This week, we are remembering the events and tragedy of the Holocaust, as it is Holocaust Memorial Day on 27th January this year.
We won’t be spared and will go bravely into the unknown
On Monday 22nd January 2018, 150 Year 10 students were privileged to listen to the testimony of John Fieldsend. The 86-year-old, who was born Hans Heinrich Feige, told his story as part of a visit organised by the History department and the Holocaust Educational Trust to mark Holocaust Memorial Week.
We too won’t be spared and will go bravely into the unknown with the hope that we shall yet see you again when God wills.
These are the chilling and heartbreaking words discovered by Holocaust survivor John Fieldsend in a letter from his parents who both died at Auschwitz during the Second World War.
He was just seven-years-old when he was forced to say farewell to them and escape from Czechoslovakia to England as part of a rescue mission to save hundreds of Jewish children in the lead up to the war. Born into a Jewish family in Czechoslovakia during 1931, Mr Fieldsend and his then 10-year-old brother Gert, left behind their mother Trude and father Curt and travelled to England by Kindertransport, via train and boat, in 1939 to be fostered by two separate families.
The German-Czech family, had fled to Czechoslovakia from Germany in 1937 to escape anti-Jewish persecution, only to find themselves again under threat. The retired Anglican vicar, who converted from Judaism as a young man, was given a wristwatch by his mother before boarding the train and setting off for his final destination of Sheffield, where he was fostered by Leslie Cumpsty, a colliery manager, and his wife, Vera.
“It was a bit scary at the time. I was only seven.” For a short while, he was able to keep in contact with his parents through letters with a limited word count. He was a teenager when a package arrived in 1946.Someone had discovered a collection of photograph albums in his grandparents’ house in Czechoslovakia, and asked the International Red Cross to find the rightful owner. Inside one album, in a letter his mother had written: “Dear boys, when you receive this letter the war will be over. We want to say farewell to you who were our dearest possession in the world.”
She added that in December 1942 ‘it will be our turn, and the time has therefore come for us to turn to you again and to ask you to become good men and think of the years we were happy together. We are going into the unknown’. His father had also written: “We too won’t be spared and will go bravely into the unknown with the hope that we shall yet see you again when God wills. Don’t forget us and be good.
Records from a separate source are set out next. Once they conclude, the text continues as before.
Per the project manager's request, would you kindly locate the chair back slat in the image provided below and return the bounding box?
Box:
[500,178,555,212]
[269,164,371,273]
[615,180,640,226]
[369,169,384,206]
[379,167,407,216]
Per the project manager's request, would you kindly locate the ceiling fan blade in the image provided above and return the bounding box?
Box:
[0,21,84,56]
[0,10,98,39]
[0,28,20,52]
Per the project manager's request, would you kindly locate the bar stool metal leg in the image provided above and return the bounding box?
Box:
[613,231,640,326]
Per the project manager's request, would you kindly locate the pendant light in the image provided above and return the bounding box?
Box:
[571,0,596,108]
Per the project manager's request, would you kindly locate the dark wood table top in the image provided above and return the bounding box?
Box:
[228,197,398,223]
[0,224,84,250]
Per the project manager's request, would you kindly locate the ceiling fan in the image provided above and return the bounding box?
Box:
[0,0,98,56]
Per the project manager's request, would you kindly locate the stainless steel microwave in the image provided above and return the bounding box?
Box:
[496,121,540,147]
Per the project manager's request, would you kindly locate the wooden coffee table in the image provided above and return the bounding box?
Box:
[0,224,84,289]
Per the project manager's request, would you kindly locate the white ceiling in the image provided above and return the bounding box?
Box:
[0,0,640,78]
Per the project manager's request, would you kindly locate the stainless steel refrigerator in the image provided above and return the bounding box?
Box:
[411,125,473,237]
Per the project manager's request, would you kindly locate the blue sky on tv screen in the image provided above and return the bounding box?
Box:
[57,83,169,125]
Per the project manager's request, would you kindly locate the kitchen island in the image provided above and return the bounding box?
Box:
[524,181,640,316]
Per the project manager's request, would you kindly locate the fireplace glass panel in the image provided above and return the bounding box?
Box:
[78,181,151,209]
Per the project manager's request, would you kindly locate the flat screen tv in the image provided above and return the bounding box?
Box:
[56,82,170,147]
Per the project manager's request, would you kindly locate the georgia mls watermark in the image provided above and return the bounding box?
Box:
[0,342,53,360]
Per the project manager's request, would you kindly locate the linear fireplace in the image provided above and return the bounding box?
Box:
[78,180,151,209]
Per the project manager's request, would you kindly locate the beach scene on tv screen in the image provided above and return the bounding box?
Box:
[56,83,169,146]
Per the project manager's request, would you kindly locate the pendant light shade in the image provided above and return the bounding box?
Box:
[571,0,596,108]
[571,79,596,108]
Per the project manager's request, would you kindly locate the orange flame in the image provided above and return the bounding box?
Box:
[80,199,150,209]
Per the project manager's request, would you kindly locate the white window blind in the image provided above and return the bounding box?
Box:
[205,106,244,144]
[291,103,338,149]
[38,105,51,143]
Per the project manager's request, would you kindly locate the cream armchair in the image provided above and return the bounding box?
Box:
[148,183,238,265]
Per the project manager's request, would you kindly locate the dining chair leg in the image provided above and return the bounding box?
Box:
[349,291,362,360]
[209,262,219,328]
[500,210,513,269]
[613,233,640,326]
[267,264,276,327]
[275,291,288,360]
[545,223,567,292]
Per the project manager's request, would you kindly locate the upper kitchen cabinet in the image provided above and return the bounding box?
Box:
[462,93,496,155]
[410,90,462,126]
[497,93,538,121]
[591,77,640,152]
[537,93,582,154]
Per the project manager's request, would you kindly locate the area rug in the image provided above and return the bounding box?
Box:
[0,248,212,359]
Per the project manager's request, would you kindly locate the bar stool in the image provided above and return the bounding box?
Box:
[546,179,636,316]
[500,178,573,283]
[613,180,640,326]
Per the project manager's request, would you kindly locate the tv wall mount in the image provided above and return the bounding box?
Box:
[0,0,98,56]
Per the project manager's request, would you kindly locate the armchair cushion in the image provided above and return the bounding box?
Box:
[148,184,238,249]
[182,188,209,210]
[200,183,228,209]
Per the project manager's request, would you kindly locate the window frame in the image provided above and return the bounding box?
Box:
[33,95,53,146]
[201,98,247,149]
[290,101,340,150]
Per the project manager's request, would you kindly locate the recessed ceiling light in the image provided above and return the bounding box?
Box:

I too thank all the good people who have accepted you so nobly.”
After the war, Mr Fieldsend remained with his foster family, moving with them around the UK. “As children, we just wanted to get on with life,” he said. “We ended up moving to Wakefield.” Through researching records much later on in his life, he discovered his parents died at Auschwitz concentration camp in Poland, he believes in gas chambers.
The grandfather-of-seven, who married his wife Elizabeth in 1961, said: “I think it’s important that the younger generation learns first hand about what happened”. More than 600 children were saved by the Kindertransport rescue effort, which had been organised by British humanitarian Sir Nicholas Winton. The former stockbroker abandoned a planned holiday to answer a call for help from a friend in Czechoslovakia engaged in saving Jews from the Nazis. He worked in Prague, helping to prepare children for evacuation to Britain before returning to London to organise their resettlement.
Studley students shared a question and answer session with John before closing and being asked to remember (in line with the Holocaust Memorial Day theme) that the power of words, and their words in particular, can have huge implications in the world we live in. Students and staff alike were challenged to use their words carefully and challenge any words which help reinforce prejudice and hatred in the world that we live.